Regeling voor levensbeëindiging bij kinderen, 'ongelooflijk ingewikkeld probleem'
Het kabinet kiest ervoor om in de nabije toekomst een regeling te hebben voor actieve levensbeëindiging bij kinderen tussen 1 en 12 jaar. Een grote meerderheid van kinderartsen is daarvoor, bleek vorig jaar uit onderzoek. Het besluit leidt dan ook tot opluchting bij artsen, al zijn er ook bezwaren.
Nu is actieve levensbeëindiging voor kinderen onder de twaalf verboden, omdat kinderen tot die leeftijd niet wilsbekwaam zijn. Die wilsbekwaamheid is in Nederland een essentiële voorwaarde voor euthanasie. Er bestaan wel regelingen voor levensbeëindiging van baby's en kinderen ouder dan 12 jaar.
'Niet erg mooi'
Hoogleraar kindergeneeskunde Eduard Verhagen van het UMCG leidde vorig jaar het onderzoek onder kinderartsen en zat daarna in de adviescommissie over een mogelijke regeling. "In de vier jaar dat we onderzoek gedaan hebben, is achterhaald hoe het sterven van kinderen in de leeftijd van 1 tot 12 jaar precies gaat. Dat bleek niet op alle fronten erg mooi te zijn. Er was duidelijk aanleiding voor verbetering."
Ouders en artsen hebben op dit moment alleen de mogelijkheid om te kiezen voor palliatieve sedatie, het afzien van medische behandeling, of versterven (stoppen met eten en drinken). Deze opties kunnen de dood bespoedigen, maar het stervensproces van een kind kan dan nog dagen tot zelfs weken duren.
Transparantie
Naar schatting komen vijf tot tien kinderen per jaar in aanmerking voor de nieuwe regeling. Het gaat om ongeneeslijk zieke kinderen die ondraaglijk lijden en bij wie palliatieve zorg (pijnbestrijding) niet veel verlichting biedt. Kinderen die binnen afzienbare tijd dood zullen gaan. In de meeste gevallen lijden deze kinderen aan kanker of een stofwisselingsziekte.
"De vraag is dan: moeten we voor zo'n kleine groep kinderen iets gaan regelen of niet? Met de uitkomst ben ik blij, omdat we hiermee een stap zetten in de richting van transparantie en de rechtszekerheid die daarbij hoort voor artsen. Ook de gesprekken tussen artsen en ouders krijgen een veel duidelijker karakter", aldus Verhagen.
Exact dezelfde logica zal van toepassing worden op andere groepen.
Maar is er ook kritiek op de keuze van het kabinet. Het zou een voorbode kunnen zijn van actieve levensbeëindiging bij andere wilsonbekwame mensen, zoals ernstig dementerenden. Dat zegt Theo Boer, medisch ethicus aan de Protestantse Theologische Universiteit. "Ik snap de logica, maar exact dezelfde logica zal van toepassing worden op andere groepen voor wie actieve levensbeëindiging nu niet is toegestaan."
"Ik vind het een uitermate onverstandige beslissing, omdat we levensbeëindiging in Nederland zwaar hebben bevochten als zijnde op verzoek van de betrokkene. Daar hebben we in binnen- en buitenland vertrouwen mee gewekt. Die consensus - dat je het alleen doet bij mensen die er uitdrukkelijk om kunnen vragen - is aan het afbrokkelen."

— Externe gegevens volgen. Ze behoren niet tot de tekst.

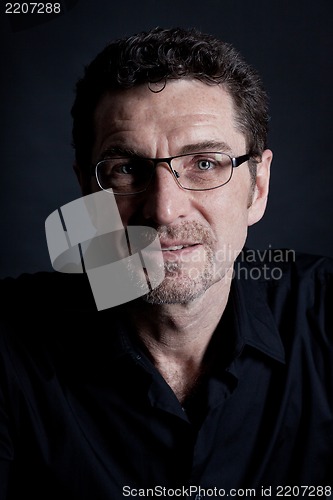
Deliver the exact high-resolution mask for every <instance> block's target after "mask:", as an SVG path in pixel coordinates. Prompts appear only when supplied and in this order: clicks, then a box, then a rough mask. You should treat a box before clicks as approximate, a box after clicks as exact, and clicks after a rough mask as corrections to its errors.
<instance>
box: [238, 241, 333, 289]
mask: <svg viewBox="0 0 333 500" xmlns="http://www.w3.org/2000/svg"><path fill="white" fill-rule="evenodd" d="M242 271H243V275H244V277H245V278H247V279H252V280H257V281H258V282H261V283H266V284H268V286H272V287H281V286H285V287H288V286H290V287H295V288H297V287H298V286H300V285H301V284H304V283H305V282H307V283H308V284H309V285H311V283H312V285H313V284H314V283H315V281H318V282H322V283H326V284H327V285H330V286H332V278H333V258H331V257H325V256H321V255H313V254H307V253H302V252H297V251H295V250H293V249H288V248H281V249H279V248H274V249H273V248H269V249H266V250H253V249H250V248H245V249H244V250H243V252H242V253H241V255H240V256H239V258H238V259H237V266H236V270H235V272H236V273H237V272H238V273H239V275H241V272H242Z"/></svg>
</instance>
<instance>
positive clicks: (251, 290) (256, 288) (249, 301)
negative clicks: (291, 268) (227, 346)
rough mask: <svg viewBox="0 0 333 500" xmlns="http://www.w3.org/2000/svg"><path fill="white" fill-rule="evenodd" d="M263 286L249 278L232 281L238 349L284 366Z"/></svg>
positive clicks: (229, 297) (233, 313) (230, 297)
mask: <svg viewBox="0 0 333 500" xmlns="http://www.w3.org/2000/svg"><path fill="white" fill-rule="evenodd" d="M264 287H265V285H264V284H263V282H261V281H259V280H254V279H251V278H248V277H242V276H240V277H237V273H235V277H234V279H233V281H232V284H231V290H230V296H229V301H230V305H231V306H232V308H233V317H234V322H235V323H234V324H235V329H236V335H237V344H238V345H242V344H243V345H249V346H251V347H253V348H255V349H258V350H259V351H261V352H263V353H264V354H266V355H267V356H269V357H271V358H273V359H275V360H277V361H279V362H281V363H285V351H284V347H283V344H282V341H281V338H280V334H279V331H278V328H277V325H276V321H275V319H274V317H273V314H272V311H271V310H270V308H269V306H268V303H267V297H266V294H265V288H264Z"/></svg>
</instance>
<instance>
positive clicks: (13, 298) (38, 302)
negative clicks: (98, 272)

'Voor het OM verantwoorden'
In plaats van een regeling, die kinderartsen in het algemeen meer vaste juridische grond onder de voeten biedt, ziet Boer liever een afzonderlijke rechtsgang. "Als zo'n uitzonderlijke situatie zich voordoet, moet de arts zich desnoods voor het Openbaar Ministerie verantwoorden over zo'n beslissing. Voor de vraag om levensbeëindiging heb ik heel veel begrip. Ik heb zelf kinderen."
Verhagen beaamt dat er verschillende meningen over de toekomstige regeling bestaan. "Ik weet dat er heel veel discussie over is, en is geweest, en dat begrijp ik ook. Het is een ongelooflijk ingewikkeld probleem. Zeker als het om kinderen gaat."